# Petty Monte Carlo



## scottnkat (May 11, 2006)

This started off as the Revell Snap-Tite 1977 Monte Carlo. I sanded off the body trim and vinyl roof, then stretched out the wheelbase of a parts box NASCAR chassis and made that fit into this body. I had to make the headlight and taillight covers, the rear window straps, the rear spoiler, and the hood and trunk pins. I drilled out the holes in the wheels. The decals are a combination of homemade decals and parts box decals. This is not modeled after any specific race, but is meant to simply be an interpretation of one of his cars.
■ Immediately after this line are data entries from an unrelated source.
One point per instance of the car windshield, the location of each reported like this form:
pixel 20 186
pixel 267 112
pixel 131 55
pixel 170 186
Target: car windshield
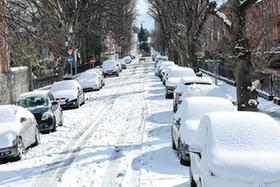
pixel 88 75
pixel 63 85
pixel 7 116
pixel 32 101
pixel 109 64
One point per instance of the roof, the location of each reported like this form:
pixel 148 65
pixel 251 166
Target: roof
pixel 34 93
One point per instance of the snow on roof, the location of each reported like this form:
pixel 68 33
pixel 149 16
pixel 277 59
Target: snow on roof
pixel 33 93
pixel 192 109
pixel 204 90
pixel 241 145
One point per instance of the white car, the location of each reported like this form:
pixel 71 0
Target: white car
pixel 173 77
pixel 127 59
pixel 68 93
pixel 186 121
pixel 90 81
pixel 18 131
pixel 161 65
pixel 236 149
pixel 184 83
pixel 100 74
pixel 109 67
pixel 195 90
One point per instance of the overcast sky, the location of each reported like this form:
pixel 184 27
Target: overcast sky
pixel 144 18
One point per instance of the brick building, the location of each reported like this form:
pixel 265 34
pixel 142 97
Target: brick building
pixel 262 26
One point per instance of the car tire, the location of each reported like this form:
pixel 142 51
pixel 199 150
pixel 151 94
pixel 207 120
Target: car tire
pixel 61 120
pixel 20 149
pixel 54 126
pixel 192 182
pixel 37 137
pixel 172 140
pixel 179 153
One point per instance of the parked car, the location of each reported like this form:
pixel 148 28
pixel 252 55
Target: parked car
pixel 160 58
pixel 119 65
pixel 90 80
pixel 173 77
pixel 236 149
pixel 100 74
pixel 68 93
pixel 43 106
pixel 195 90
pixel 18 131
pixel 127 59
pixel 123 64
pixel 184 83
pixel 187 118
pixel 110 67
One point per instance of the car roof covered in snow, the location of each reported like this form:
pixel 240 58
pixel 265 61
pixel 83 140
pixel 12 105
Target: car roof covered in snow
pixel 198 80
pixel 33 93
pixel 241 145
pixel 193 108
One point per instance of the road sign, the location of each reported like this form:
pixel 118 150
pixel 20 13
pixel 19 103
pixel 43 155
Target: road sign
pixel 70 59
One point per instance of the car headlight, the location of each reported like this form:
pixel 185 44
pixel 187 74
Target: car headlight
pixel 46 116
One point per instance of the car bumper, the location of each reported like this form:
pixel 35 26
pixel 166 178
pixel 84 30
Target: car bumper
pixel 9 152
pixel 69 104
pixel 46 125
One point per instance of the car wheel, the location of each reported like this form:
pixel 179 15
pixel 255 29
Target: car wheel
pixel 172 140
pixel 20 149
pixel 193 184
pixel 54 126
pixel 37 137
pixel 61 120
pixel 180 155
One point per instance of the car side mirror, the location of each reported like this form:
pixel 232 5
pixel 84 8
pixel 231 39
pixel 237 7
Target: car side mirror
pixel 199 74
pixel 196 149
pixel 23 119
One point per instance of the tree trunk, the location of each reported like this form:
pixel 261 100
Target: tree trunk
pixel 192 56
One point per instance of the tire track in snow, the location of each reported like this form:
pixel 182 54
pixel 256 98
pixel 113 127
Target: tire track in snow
pixel 53 173
pixel 116 171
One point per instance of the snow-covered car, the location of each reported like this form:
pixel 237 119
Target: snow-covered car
pixel 162 65
pixel 184 83
pixel 110 67
pixel 195 90
pixel 173 77
pixel 100 74
pixel 123 64
pixel 119 65
pixel 18 131
pixel 68 93
pixel 90 80
pixel 127 59
pixel 236 149
pixel 187 118
pixel 160 58
pixel 45 109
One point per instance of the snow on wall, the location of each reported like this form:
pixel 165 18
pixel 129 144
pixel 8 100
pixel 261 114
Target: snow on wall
pixel 13 84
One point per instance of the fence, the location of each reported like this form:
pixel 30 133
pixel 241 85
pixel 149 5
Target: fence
pixel 270 88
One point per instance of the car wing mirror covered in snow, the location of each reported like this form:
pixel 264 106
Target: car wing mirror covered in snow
pixel 199 74
pixel 196 149
pixel 23 119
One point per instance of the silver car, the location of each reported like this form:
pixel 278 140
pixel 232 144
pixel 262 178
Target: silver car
pixel 18 131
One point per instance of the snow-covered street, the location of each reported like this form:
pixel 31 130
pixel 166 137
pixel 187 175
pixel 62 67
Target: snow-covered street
pixel 120 137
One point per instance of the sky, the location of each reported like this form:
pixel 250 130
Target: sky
pixel 143 16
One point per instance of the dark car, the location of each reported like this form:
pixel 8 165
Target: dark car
pixel 43 106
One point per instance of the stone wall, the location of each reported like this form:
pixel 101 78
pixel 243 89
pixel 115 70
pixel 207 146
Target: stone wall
pixel 12 84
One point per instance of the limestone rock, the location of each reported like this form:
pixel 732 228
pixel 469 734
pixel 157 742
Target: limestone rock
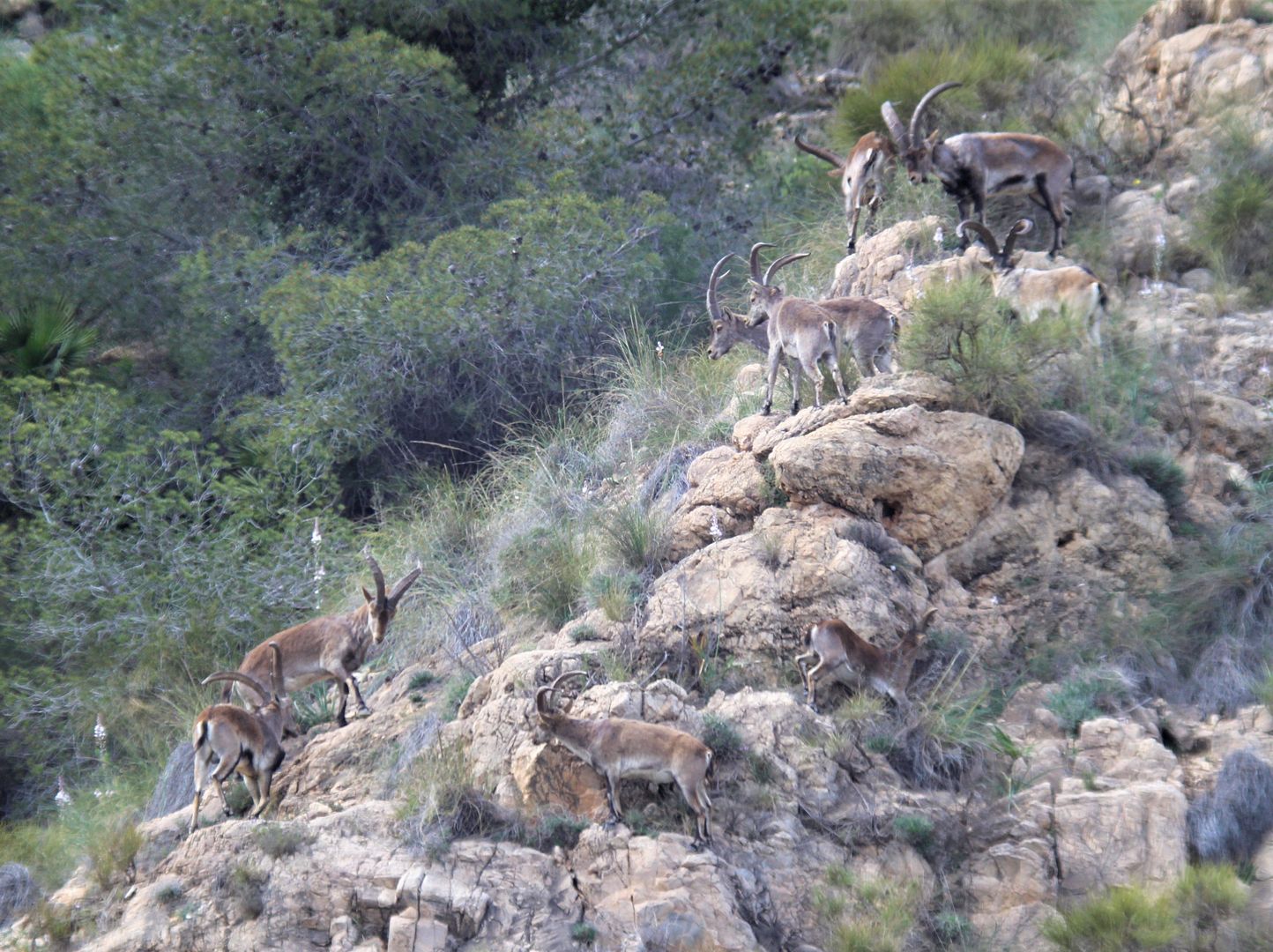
pixel 727 492
pixel 754 596
pixel 927 478
pixel 1114 837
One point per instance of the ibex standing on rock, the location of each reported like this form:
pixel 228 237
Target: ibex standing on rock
pixel 862 175
pixel 1031 292
pixel 853 661
pixel 619 748
pixel 974 166
pixel 868 327
pixel 249 742
pixel 330 648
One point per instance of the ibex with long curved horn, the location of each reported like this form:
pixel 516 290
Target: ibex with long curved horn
pixel 853 661
pixel 1032 292
pixel 619 748
pixel 868 327
pixel 247 742
pixel 974 166
pixel 330 648
pixel 862 175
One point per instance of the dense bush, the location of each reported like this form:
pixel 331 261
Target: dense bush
pixel 963 332
pixel 1227 823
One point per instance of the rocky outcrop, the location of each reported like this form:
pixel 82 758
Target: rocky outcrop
pixel 928 479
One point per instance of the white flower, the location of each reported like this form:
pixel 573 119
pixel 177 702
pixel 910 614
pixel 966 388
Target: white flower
pixel 717 532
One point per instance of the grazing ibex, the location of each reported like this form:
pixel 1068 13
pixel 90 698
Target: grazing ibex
pixel 852 661
pixel 972 166
pixel 862 175
pixel 249 742
pixel 868 327
pixel 1031 292
pixel 619 748
pixel 330 648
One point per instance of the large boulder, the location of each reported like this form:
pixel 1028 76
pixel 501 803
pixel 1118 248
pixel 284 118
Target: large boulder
pixel 753 597
pixel 927 478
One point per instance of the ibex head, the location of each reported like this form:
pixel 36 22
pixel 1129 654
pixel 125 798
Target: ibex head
pixel 765 295
pixel 1001 258
pixel 383 606
pixel 913 148
pixel 725 324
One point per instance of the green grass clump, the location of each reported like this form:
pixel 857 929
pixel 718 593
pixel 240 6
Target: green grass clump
pixel 111 852
pixel 1163 475
pixel 914 829
pixel 992 74
pixel 1126 919
pixel 458 688
pixel 1083 697
pixel 584 933
pixel 722 737
pixel 544 573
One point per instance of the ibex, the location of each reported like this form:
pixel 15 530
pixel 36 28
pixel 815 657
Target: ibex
pixel 1031 292
pixel 619 748
pixel 249 742
pixel 862 175
pixel 853 661
pixel 868 327
pixel 330 648
pixel 811 331
pixel 974 166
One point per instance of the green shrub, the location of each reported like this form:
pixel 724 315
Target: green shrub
pixel 545 572
pixel 1163 475
pixel 616 593
pixel 722 737
pixel 1085 696
pixel 244 889
pixel 458 688
pixel 963 332
pixel 421 680
pixel 111 852
pixel 1126 919
pixel 1232 221
pixel 636 538
pixel 992 73
pixel 584 933
pixel 914 829
pixel 278 840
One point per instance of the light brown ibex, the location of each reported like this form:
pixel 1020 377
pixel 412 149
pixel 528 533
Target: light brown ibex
pixel 974 166
pixel 851 659
pixel 619 748
pixel 330 648
pixel 862 175
pixel 1032 292
pixel 868 327
pixel 244 741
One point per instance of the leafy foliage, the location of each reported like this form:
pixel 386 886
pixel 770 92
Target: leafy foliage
pixel 963 332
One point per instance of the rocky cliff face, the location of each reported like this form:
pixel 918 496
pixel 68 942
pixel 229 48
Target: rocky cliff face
pixel 871 510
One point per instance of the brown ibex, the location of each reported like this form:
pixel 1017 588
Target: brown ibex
pixel 868 327
pixel 1031 292
pixel 330 648
pixel 862 175
pixel 247 742
pixel 974 166
pixel 619 748
pixel 853 661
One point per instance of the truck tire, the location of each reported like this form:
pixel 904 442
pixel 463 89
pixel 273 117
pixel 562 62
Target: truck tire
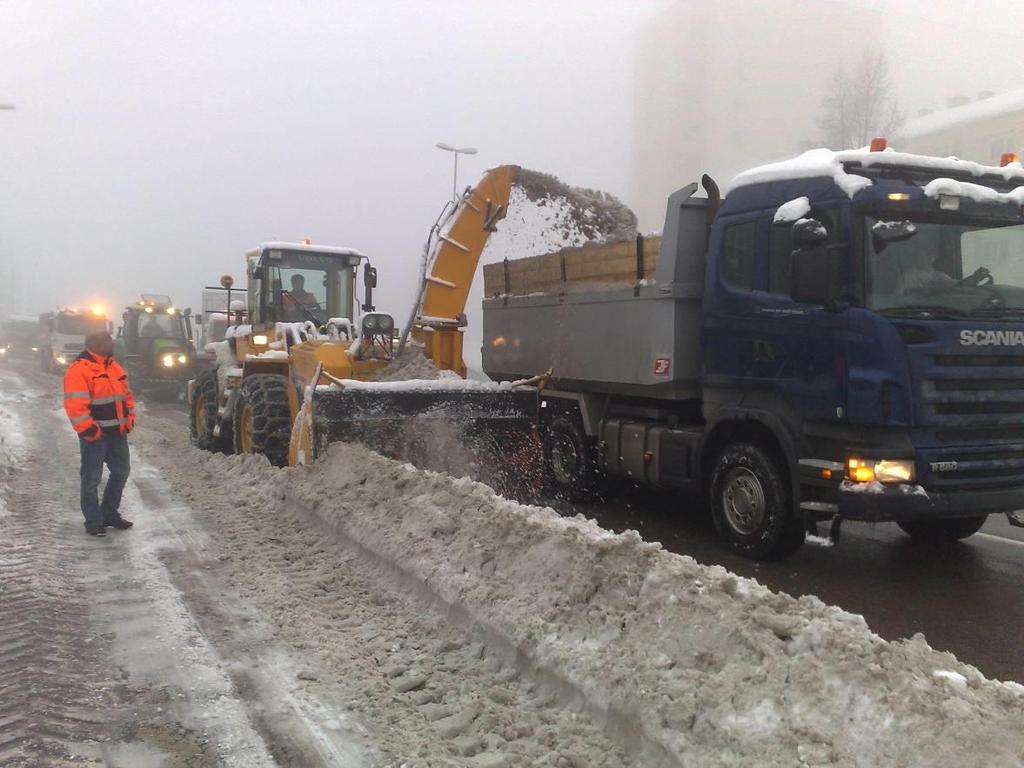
pixel 751 504
pixel 203 416
pixel 262 419
pixel 943 529
pixel 570 462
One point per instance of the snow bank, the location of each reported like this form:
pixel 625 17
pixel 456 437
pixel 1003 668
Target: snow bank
pixel 694 665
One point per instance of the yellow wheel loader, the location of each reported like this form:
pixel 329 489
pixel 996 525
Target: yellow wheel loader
pixel 301 374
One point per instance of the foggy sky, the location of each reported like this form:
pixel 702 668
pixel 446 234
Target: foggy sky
pixel 155 142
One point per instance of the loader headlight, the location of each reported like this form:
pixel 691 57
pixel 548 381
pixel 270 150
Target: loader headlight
pixel 880 470
pixel 378 324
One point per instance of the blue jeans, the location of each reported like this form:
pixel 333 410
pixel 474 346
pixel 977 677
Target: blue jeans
pixel 112 451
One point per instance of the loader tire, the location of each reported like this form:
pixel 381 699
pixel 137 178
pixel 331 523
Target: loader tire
pixel 751 504
pixel 570 463
pixel 262 418
pixel 203 416
pixel 945 529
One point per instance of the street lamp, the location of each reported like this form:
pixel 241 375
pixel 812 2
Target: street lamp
pixel 457 152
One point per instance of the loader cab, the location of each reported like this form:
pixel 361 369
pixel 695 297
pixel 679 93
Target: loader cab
pixel 301 283
pixel 154 331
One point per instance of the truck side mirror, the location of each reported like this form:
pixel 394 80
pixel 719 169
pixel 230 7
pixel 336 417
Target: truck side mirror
pixel 812 275
pixel 808 232
pixel 369 283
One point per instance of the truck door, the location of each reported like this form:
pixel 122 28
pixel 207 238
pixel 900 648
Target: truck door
pixel 799 349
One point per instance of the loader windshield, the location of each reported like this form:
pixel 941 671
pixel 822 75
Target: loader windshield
pixel 80 325
pixel 310 287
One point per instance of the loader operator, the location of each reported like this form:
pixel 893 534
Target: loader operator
pixel 298 303
pixel 101 410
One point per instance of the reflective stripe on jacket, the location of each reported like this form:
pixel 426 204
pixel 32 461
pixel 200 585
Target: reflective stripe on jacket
pixel 96 394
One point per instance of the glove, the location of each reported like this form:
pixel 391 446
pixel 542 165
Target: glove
pixel 91 434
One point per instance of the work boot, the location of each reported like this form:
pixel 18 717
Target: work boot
pixel 117 521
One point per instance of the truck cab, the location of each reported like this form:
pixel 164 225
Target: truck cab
pixel 872 314
pixel 64 333
pixel 842 337
pixel 156 345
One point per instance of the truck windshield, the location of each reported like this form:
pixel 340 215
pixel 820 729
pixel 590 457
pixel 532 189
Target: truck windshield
pixel 944 267
pixel 80 325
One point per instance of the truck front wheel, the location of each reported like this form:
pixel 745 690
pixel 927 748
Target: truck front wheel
pixel 946 529
pixel 570 462
pixel 751 504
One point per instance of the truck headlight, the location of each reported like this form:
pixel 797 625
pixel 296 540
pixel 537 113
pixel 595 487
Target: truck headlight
pixel 377 324
pixel 880 470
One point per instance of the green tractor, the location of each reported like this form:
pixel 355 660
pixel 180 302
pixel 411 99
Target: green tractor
pixel 155 344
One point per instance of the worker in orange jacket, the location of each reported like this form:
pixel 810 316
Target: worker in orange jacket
pixel 101 410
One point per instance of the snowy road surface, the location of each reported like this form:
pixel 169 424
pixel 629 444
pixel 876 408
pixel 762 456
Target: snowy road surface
pixel 363 613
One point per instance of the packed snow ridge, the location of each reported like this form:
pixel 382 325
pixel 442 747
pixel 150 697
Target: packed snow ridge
pixel 688 664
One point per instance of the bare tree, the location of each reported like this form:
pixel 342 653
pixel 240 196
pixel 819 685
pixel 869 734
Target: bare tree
pixel 860 104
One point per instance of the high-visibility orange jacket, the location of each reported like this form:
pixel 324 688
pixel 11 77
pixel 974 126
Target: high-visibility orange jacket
pixel 97 398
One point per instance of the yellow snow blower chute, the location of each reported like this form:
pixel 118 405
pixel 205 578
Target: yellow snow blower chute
pixel 303 373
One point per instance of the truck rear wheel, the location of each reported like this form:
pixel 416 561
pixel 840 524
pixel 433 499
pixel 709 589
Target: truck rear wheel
pixel 943 529
pixel 570 462
pixel 262 418
pixel 751 504
pixel 203 416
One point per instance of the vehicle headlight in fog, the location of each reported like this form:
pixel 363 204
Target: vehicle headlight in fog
pixel 378 324
pixel 881 470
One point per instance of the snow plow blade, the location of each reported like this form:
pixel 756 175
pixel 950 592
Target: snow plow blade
pixel 486 433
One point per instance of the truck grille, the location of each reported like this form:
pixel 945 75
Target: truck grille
pixel 981 467
pixel 957 393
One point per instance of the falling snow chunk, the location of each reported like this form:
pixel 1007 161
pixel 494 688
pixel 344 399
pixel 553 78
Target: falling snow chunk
pixel 792 211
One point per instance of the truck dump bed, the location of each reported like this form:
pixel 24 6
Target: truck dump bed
pixel 619 317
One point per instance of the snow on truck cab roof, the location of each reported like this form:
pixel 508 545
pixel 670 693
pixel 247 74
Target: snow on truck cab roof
pixel 825 175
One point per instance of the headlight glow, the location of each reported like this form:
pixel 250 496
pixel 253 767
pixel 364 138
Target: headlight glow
pixel 882 470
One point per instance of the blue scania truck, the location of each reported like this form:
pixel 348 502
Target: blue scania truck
pixel 841 337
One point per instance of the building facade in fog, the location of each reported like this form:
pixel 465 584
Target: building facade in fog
pixel 722 85
pixel 980 130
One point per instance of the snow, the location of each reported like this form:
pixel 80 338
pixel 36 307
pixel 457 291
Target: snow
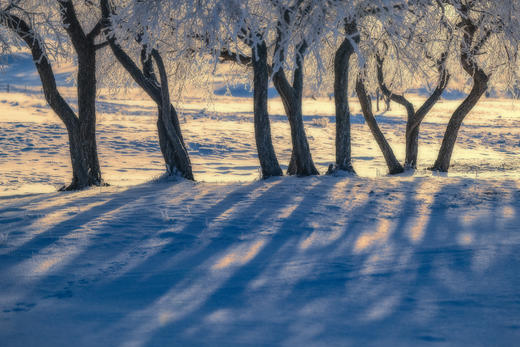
pixel 230 260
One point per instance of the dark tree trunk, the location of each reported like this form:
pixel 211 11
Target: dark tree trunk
pixel 469 49
pixel 264 145
pixel 87 109
pixel 83 154
pixel 301 163
pixel 86 52
pixel 341 79
pixel 414 119
pixel 171 141
pixel 182 161
pixel 394 167
pixel 480 86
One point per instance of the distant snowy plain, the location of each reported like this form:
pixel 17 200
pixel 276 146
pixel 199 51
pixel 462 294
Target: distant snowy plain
pixel 417 259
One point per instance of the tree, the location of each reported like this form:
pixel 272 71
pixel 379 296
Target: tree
pixel 251 29
pixel 480 25
pixel 21 17
pixel 419 36
pixel 171 141
pixel 292 18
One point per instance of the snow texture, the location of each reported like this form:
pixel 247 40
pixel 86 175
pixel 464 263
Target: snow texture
pixel 412 260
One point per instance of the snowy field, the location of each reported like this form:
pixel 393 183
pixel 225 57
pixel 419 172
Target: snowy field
pixel 370 260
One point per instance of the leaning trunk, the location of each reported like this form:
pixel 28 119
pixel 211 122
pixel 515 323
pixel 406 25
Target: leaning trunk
pixel 301 163
pixel 168 116
pixel 480 85
pixel 264 145
pixel 343 137
pixel 87 111
pixel 394 167
pixel 412 146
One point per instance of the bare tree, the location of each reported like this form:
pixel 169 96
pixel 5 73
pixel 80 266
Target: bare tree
pixel 81 128
pixel 171 141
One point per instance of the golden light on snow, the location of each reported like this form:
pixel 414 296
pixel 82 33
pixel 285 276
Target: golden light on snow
pixel 369 239
pixel 239 256
pixel 417 228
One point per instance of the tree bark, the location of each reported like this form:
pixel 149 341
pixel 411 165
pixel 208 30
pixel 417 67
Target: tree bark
pixel 469 49
pixel 414 119
pixel 480 86
pixel 182 161
pixel 301 163
pixel 86 52
pixel 264 144
pixel 172 144
pixel 83 154
pixel 394 167
pixel 341 79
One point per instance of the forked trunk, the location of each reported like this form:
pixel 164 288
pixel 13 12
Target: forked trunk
pixel 394 167
pixel 168 116
pixel 301 163
pixel 264 145
pixel 480 86
pixel 343 135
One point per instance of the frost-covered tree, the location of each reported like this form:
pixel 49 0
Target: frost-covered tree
pixel 486 42
pixel 71 28
pixel 134 24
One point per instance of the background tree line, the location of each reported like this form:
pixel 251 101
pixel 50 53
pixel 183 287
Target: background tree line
pixel 336 46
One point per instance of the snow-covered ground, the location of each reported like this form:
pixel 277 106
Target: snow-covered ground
pixel 369 260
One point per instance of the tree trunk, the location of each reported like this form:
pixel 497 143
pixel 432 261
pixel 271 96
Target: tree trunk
pixel 180 154
pixel 82 162
pixel 469 49
pixel 394 167
pixel 171 141
pixel 412 146
pixel 264 145
pixel 414 119
pixel 480 85
pixel 301 163
pixel 343 135
pixel 87 110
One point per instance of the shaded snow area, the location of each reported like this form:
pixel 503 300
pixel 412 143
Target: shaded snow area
pixel 417 259
pixel 293 261
pixel 220 140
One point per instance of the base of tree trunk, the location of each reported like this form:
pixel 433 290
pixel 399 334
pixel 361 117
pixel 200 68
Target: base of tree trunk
pixel 334 169
pixel 77 186
pixel 438 168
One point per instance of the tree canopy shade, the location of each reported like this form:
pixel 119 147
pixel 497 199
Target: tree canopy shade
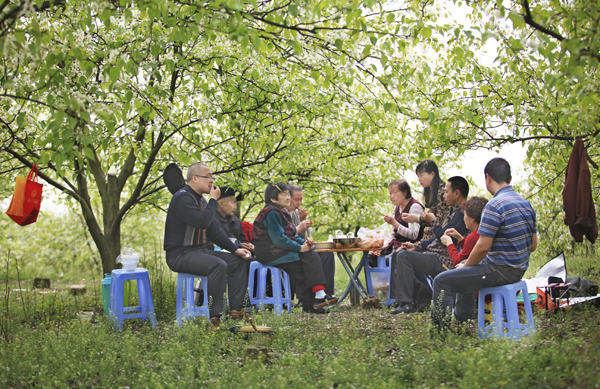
pixel 337 96
pixel 102 95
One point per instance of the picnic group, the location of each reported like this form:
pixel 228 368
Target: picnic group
pixel 448 244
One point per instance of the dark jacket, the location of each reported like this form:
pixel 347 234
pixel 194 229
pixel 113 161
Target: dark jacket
pixel 190 223
pixel 578 203
pixel 231 226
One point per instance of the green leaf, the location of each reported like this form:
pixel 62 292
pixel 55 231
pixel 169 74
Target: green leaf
pixel 339 44
pixel 114 73
pixel 89 153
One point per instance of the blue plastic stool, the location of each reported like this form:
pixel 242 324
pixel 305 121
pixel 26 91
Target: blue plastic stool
pixel 382 268
pixel 185 291
pixel 505 297
pixel 144 311
pixel 260 298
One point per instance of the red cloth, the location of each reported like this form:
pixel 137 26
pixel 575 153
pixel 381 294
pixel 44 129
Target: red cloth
pixel 466 245
pixel 247 228
pixel 578 203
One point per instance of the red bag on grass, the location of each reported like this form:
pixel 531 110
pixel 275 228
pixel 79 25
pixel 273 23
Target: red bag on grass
pixel 27 197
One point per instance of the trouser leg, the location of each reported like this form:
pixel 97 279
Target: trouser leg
pixel 328 264
pixel 237 278
pixel 465 281
pixel 200 263
pixel 307 273
pixel 405 265
pixel 222 270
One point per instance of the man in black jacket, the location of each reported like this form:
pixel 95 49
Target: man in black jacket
pixel 190 224
pixel 430 257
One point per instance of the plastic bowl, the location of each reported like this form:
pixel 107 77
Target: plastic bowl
pixel 129 264
pixel 323 245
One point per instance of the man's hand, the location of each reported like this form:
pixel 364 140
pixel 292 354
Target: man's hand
pixel 429 216
pixel 410 217
pixel 305 247
pixel 248 246
pixel 389 219
pixel 302 213
pixel 454 234
pixel 303 226
pixel 446 240
pixel 243 253
pixel 408 246
pixel 215 192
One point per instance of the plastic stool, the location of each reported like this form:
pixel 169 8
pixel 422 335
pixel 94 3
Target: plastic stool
pixel 146 308
pixel 260 299
pixel 505 297
pixel 382 268
pixel 185 291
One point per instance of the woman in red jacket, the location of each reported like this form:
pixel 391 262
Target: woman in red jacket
pixel 472 210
Comments good or bad are welcome.


----------



## 1970AMX (Feb 3, 2011)

Excellent work.


----------



## irishtrek (Sep 17, 2005)

Looks to be 1/32 scale. got any more pix???


----------



## scottnkat (May 11, 2006)

It's the Revell 1:25 snap-tite kit for the body. As such, the hood doesn't open, so no underhood pics


----------



## Bandit17 (Jan 25, 2010)

I've always been a Richard Petty fan! Very cool to see people still building his cars! Nice work!


----------



## vypurr59 (Sep 25, 2011)

Most impressive build of a Petty car I have seen in a long time. Great Job!!!


----------



## SteveR (Aug 7, 2005)

Nice!
That hood fits so well!


----------